The Sony Xperia T2 Ultra has quad-band 2G and tri or penta-band 3G connectivity across all regional models, and support for more LTE bands than you can shake a stick at. The LTE is Cat. 4 meaning it can theoretically reach 150Mbps downlink and 50Mpbs uplink. Outside LTE coverage, the T2 Ultra is rated for mobile data speeds of up to 42 Mbps HSDPA and 5.76 Mbps HSUPA.
Local connectivity is covered by dual-band Wi-Fi a/b/g/n/ac with DLNA and Wi-Fi Direct, so you can easily share content from your phone on a DLNA TV or music player. If a media app supports the Throw function (like the video player), you can use it through the Smart Connect app for DLNA functions (sharing screen, etc.).
There's also Bluetooth 4.0 with A2DP, which can be used for low-power accessories (e.g. sports trackers). There is also support for the ultra-low power ANT+ connectivity protocol, which is usually used for connecting to various sports accessories such as heart rate monitors or bicycle speed & cadence meters.
The Xperia T2 Ultra features NFC too, but there's no app to handle the NFC functions out of the box.
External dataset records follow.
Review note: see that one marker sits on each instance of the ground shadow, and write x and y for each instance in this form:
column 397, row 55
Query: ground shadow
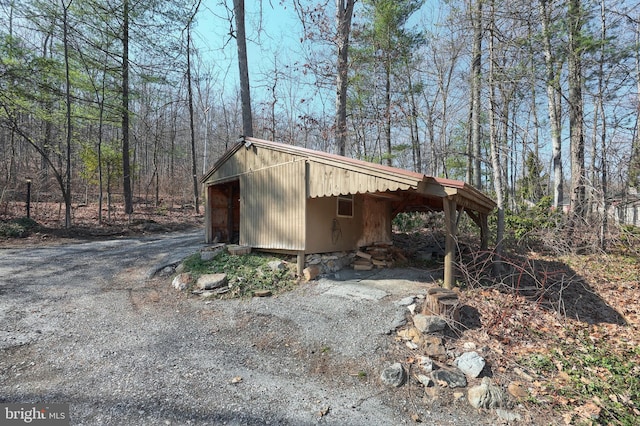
column 551, row 285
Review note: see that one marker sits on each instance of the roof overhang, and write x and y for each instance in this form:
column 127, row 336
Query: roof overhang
column 367, row 178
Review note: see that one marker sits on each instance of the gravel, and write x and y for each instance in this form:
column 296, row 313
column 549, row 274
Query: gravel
column 89, row 324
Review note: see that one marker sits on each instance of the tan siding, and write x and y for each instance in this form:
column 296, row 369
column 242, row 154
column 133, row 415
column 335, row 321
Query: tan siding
column 273, row 204
column 328, row 180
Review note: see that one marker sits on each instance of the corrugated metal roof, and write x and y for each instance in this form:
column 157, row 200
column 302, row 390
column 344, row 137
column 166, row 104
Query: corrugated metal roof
column 331, row 175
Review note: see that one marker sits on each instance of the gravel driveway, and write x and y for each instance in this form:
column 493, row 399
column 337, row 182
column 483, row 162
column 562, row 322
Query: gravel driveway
column 87, row 324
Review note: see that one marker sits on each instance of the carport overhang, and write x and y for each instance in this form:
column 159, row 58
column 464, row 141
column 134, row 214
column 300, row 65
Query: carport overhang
column 330, row 175
column 453, row 198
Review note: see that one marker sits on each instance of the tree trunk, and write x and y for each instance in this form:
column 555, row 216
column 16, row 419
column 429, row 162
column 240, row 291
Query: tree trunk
column 194, row 173
column 476, row 70
column 553, row 100
column 67, row 190
column 243, row 66
column 498, row 181
column 344, row 12
column 576, row 111
column 126, row 169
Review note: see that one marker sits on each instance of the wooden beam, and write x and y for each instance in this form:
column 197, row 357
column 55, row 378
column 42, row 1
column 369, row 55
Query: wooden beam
column 449, row 207
column 300, row 263
column 207, row 216
column 484, row 231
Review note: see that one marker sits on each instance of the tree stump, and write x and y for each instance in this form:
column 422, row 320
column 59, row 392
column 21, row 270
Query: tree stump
column 441, row 301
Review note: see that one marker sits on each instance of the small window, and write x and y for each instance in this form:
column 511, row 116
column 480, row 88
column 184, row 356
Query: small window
column 345, row 206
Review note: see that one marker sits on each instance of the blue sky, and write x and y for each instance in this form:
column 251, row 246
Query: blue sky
column 272, row 31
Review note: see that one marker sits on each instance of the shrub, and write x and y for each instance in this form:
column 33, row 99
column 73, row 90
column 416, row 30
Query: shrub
column 17, row 228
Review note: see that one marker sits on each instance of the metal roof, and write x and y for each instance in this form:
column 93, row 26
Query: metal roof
column 332, row 175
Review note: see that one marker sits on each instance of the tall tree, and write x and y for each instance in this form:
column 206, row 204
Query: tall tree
column 554, row 97
column 344, row 14
column 475, row 159
column 243, row 66
column 576, row 108
column 69, row 129
column 496, row 163
column 126, row 167
column 194, row 173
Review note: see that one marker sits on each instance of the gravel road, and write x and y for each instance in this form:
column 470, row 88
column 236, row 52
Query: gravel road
column 89, row 324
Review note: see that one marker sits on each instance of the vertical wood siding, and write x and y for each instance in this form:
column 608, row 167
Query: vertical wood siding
column 272, row 205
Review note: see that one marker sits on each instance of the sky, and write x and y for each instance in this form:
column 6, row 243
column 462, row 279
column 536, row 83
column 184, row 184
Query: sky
column 272, row 31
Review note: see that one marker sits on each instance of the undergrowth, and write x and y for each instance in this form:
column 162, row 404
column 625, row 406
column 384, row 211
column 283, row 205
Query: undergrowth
column 593, row 382
column 17, row 228
column 246, row 274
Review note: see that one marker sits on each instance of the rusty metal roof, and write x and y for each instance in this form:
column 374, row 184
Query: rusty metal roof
column 332, row 175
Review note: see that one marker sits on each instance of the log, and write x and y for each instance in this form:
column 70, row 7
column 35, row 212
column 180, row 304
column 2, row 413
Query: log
column 441, row 301
column 363, row 255
column 310, row 272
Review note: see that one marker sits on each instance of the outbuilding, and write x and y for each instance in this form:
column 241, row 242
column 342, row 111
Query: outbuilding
column 284, row 198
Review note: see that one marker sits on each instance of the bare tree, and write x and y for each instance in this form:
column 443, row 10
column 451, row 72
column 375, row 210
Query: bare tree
column 243, row 66
column 576, row 109
column 344, row 13
column 554, row 97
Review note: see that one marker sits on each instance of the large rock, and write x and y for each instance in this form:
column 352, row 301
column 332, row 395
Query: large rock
column 181, row 281
column 487, row 395
column 394, row 375
column 429, row 323
column 211, row 281
column 434, row 348
column 449, row 378
column 470, row 363
column 276, row 265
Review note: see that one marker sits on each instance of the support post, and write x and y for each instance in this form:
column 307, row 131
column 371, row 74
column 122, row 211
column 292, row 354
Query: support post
column 300, row 263
column 484, row 231
column 449, row 207
column 28, row 197
column 207, row 216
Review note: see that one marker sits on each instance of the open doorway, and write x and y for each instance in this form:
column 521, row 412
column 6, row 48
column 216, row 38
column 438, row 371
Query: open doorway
column 224, row 204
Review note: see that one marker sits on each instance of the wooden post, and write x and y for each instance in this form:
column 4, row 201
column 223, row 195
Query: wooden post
column 484, row 231
column 207, row 215
column 449, row 207
column 300, row 263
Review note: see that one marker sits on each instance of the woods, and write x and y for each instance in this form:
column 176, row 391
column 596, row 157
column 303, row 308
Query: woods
column 121, row 101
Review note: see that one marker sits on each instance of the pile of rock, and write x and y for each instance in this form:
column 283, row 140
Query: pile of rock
column 436, row 364
column 378, row 255
column 328, row 263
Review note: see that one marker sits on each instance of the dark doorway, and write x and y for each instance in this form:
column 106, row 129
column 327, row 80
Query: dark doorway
column 224, row 203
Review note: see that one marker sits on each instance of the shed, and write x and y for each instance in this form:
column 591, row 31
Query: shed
column 283, row 198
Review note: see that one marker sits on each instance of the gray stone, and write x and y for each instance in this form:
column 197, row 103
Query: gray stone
column 209, row 253
column 429, row 323
column 399, row 320
column 449, row 378
column 425, row 380
column 166, row 271
column 211, row 281
column 206, row 256
column 394, row 375
column 406, row 301
column 181, row 281
column 276, row 265
column 434, row 347
column 487, row 395
column 425, row 363
column 470, row 363
column 508, row 415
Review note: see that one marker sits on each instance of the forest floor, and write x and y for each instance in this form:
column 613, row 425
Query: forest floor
column 566, row 329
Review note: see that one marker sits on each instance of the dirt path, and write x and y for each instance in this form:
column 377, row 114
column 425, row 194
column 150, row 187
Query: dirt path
column 84, row 324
Luckily, there are plenty of capable NFC apps in the Play Store.
MicroUSB handles the charging and PC connectivity, and there's also USB On-the-go support, so you can attach external flash drives to the smartphone as well.
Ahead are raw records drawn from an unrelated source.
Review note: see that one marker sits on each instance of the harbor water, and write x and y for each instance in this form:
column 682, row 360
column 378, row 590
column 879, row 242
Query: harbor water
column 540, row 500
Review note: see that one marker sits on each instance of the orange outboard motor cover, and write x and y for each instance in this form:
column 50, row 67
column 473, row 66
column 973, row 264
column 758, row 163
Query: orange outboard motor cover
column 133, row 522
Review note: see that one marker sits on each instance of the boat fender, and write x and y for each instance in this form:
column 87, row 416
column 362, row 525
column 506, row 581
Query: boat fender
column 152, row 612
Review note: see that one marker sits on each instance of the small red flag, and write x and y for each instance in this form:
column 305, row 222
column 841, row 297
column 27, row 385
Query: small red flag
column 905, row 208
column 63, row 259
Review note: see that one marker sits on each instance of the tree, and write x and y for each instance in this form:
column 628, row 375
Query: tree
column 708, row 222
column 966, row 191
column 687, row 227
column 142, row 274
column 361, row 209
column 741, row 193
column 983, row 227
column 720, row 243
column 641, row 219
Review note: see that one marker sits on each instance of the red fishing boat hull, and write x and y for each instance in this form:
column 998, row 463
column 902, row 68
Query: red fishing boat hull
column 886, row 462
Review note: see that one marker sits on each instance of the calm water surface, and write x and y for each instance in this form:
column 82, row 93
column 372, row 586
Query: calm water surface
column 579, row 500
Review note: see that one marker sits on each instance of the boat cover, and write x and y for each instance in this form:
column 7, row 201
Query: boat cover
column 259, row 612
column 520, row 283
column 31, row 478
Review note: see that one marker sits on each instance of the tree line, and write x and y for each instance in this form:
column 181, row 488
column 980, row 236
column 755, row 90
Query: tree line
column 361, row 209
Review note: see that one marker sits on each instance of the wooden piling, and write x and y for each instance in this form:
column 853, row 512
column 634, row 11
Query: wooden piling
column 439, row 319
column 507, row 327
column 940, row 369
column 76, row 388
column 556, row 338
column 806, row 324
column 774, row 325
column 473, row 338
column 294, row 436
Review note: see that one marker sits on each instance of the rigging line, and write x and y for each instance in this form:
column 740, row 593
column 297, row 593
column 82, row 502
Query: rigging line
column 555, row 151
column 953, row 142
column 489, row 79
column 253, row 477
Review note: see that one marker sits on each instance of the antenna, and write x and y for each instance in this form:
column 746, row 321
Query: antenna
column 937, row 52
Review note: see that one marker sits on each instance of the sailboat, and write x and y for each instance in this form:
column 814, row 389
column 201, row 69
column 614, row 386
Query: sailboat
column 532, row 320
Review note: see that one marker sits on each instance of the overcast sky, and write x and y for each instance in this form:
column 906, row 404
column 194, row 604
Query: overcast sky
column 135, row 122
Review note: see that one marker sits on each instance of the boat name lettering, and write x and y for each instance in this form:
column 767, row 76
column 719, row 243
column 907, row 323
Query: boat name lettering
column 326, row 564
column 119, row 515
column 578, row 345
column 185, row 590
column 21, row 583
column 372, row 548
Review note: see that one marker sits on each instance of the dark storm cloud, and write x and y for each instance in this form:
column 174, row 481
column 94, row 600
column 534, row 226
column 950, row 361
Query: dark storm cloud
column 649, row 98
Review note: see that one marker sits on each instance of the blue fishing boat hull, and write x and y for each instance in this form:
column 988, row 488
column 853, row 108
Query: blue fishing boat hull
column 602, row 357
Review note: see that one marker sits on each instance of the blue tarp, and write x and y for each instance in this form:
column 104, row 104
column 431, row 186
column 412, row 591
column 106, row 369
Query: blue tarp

Sony's Smart Connect app comes pre-installed - it allows you to set your device to do a variety of things, like launch an app or set an alarm, whenever you connect an accessory, e.g. a headset or a charger, or during a time interval (e.g. mute alarms at night). It doesn't work with NFC tags though, which is very disappointing.
The Sony Xperia T2 Ultra comes with Google Chrome as the default web browser out of box instead of the generic Android browser. While the minimalist interface hasn't changed since Chrome launched on Android, the browser is being constantly refined by Google, and this has resulted in one of the smoothest and most powerful browsing experiences we've encountered on a mobile.
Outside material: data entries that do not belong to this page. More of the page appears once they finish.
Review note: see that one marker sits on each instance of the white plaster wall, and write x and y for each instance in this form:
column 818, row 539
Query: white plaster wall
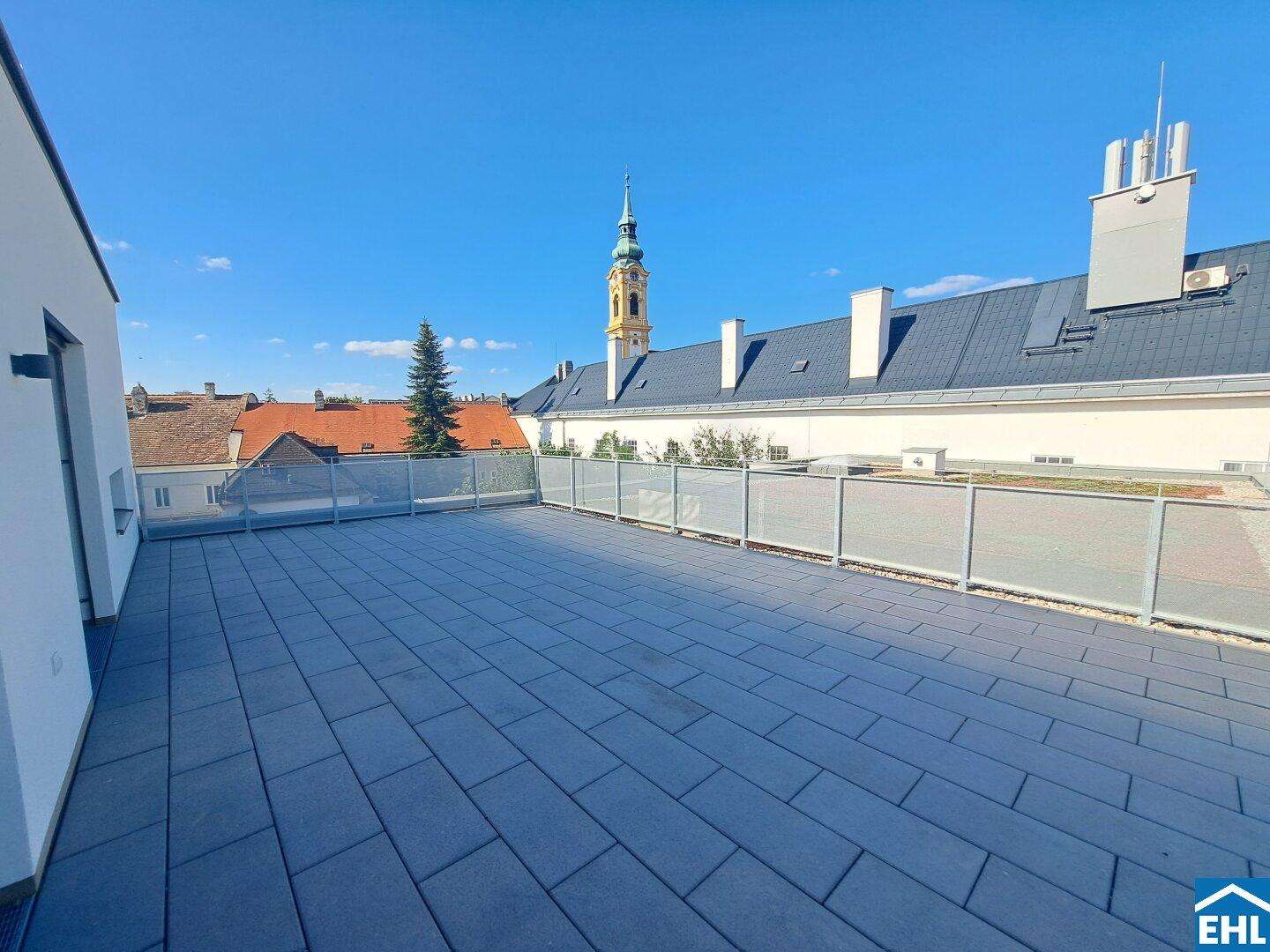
column 45, row 263
column 1186, row 433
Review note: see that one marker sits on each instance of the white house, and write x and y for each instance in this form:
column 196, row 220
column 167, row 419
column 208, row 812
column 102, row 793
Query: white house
column 68, row 508
column 1154, row 360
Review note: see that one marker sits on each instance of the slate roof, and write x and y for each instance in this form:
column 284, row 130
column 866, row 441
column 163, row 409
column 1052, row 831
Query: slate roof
column 975, row 340
column 438, row 733
column 182, row 429
column 348, row 427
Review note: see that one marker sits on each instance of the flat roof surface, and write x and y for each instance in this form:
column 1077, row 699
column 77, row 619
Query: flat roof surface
column 527, row 729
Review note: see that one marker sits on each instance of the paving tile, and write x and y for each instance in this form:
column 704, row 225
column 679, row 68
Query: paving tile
column 1058, row 857
column 661, row 704
column 117, row 888
column 804, row 852
column 421, row 693
column 467, row 746
column 1047, row 918
column 859, row 763
column 324, row 654
column 560, row 750
column 747, row 710
column 1067, row 770
column 490, row 902
column 292, row 738
column 235, row 897
column 1154, row 904
column 661, row 756
column 900, row 913
column 620, row 905
column 216, row 805
column 1214, row 786
column 115, row 799
column 672, row 841
column 761, row 762
column 320, row 810
column 816, row 706
column 127, row 686
column 272, row 688
column 451, row 659
column 378, row 741
column 122, row 732
column 363, row 899
column 756, row 909
column 550, row 833
column 430, row 820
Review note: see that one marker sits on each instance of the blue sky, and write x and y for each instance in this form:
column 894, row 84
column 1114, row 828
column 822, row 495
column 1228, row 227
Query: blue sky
column 276, row 181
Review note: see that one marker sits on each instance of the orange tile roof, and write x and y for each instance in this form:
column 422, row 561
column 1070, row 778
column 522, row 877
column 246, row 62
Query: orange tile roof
column 348, row 427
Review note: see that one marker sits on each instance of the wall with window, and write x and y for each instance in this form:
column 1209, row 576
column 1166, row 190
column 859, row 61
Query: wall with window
column 46, row 264
column 1184, row 433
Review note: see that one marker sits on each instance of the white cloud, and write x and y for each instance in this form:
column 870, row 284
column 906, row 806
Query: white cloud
column 959, row 285
column 380, row 348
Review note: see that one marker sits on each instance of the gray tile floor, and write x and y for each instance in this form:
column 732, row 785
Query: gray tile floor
column 526, row 729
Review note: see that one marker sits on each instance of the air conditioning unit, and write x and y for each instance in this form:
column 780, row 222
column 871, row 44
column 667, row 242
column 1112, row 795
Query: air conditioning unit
column 1206, row 279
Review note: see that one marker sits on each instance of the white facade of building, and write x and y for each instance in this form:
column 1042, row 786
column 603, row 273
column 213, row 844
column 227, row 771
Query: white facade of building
column 51, row 279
Of course, one of Chrome's strengths is its ability to seamlessly sync with the desktop version, using nothing but your Google account. This allows you to open an article on your PC and finish reading it on your mobile phone. It also syncs your bookmarks and favorite sites.
Opening the tabs area reveals a list of tabs which can be closed, again with a left or right swipe. The animation accompanying this action is neat, too. Incognito tabs, which lets you browse without saving history or cookies, show up right next to regular tabs.
The calendar has three different types of view - daily, weekly and monthly. The lower section of the screen is reserved for a list of upcoming events. Adding a new event is quick and easy, and you can also set an alarm to act as a reminder.
Sony Xperia T2 Ultra also features the Office Suite 7, which supports creating, viewing and editing office files (docs, xls, ppt), and it can also read PDFs.
Calculator, Clock app (with stopwatch, world clock and timer), Sketch and Notes apps are available by default.
The Power Saver - now part of the settings menu - helps you extend your battery life by toggling things like Wi-Fi, GPS, Bluetooth screen brightness, auto sync and background data on and off automatically when the battery charge falls below a certain user-defined threshold. You can also turn off the Wi-Fi if there is no saved Wi-Fi network in range or turn off mobile data when the screen is off, and more.
Sony also provides a Backup & restore app, which can use the internal storage, a microSD card or even an attached USB mass storage device. You can backup the system and downloaded apps and their data along with any media files.
You bet Google Maps and Navigation are also part of the app package to utilize the built-in A-GPS receiver with GLONASS support. Offline maps are available, again, since the last update, so you can save some data traffic too.
Whatever you may be missing, there is the always-growing Google Play Store for you.